In what is becoming known as the Airbnb ruling, the Upper Tribunal last week gave guidance on what was meant by the term “a private residence” in a lease.  

A landlord sought a determination from the Tribunal that its tenant was in breach of its lease of a residential flat. The lease contained a covenant not to use the premises “for any purpose whatsoever other than as a private residence”. The tenant had admitted to making short term lettings of the flat and advertising its availability on various websites like Airbnb.  

The tenant stayed at the flat about three or four days a week and had let out the flat for about 90 days a year. The issue turned on whether using the flat for short term lettings breached the private residence covenant. The Upper Tribunal held that it did. It said that there must be ‘a degree of permanence going beyond being there for a weekend or a few nights in the week’. It went on to say ’the occupation is transient, so transient that the occupier would not consider the property he or she is staying in as being his or her private residence even for the time being’. It held that the tenant was in breach.  

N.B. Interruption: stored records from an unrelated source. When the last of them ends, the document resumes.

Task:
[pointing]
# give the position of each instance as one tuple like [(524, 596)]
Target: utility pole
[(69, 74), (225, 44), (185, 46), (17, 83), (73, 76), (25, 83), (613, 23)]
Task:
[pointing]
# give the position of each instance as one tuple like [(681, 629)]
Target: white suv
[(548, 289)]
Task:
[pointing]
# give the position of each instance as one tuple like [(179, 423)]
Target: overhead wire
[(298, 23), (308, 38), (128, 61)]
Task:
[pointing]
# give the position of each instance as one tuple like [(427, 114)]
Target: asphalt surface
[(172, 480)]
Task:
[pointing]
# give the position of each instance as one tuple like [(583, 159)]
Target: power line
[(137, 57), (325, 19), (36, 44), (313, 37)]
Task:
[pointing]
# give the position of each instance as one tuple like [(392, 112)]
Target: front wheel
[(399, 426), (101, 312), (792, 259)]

Websites such as Airbnb and Ownersdirect are very popular. People advertising properties on those websites need to ensure that they are entitled to do so, particularly where the property is leasehold. A failure to comply with the terms of the lease can have severe consequences for tenants. For landlords the decision is useful and is likely to be relied on by landlords seeking to limit the number of short term lettings at their properties.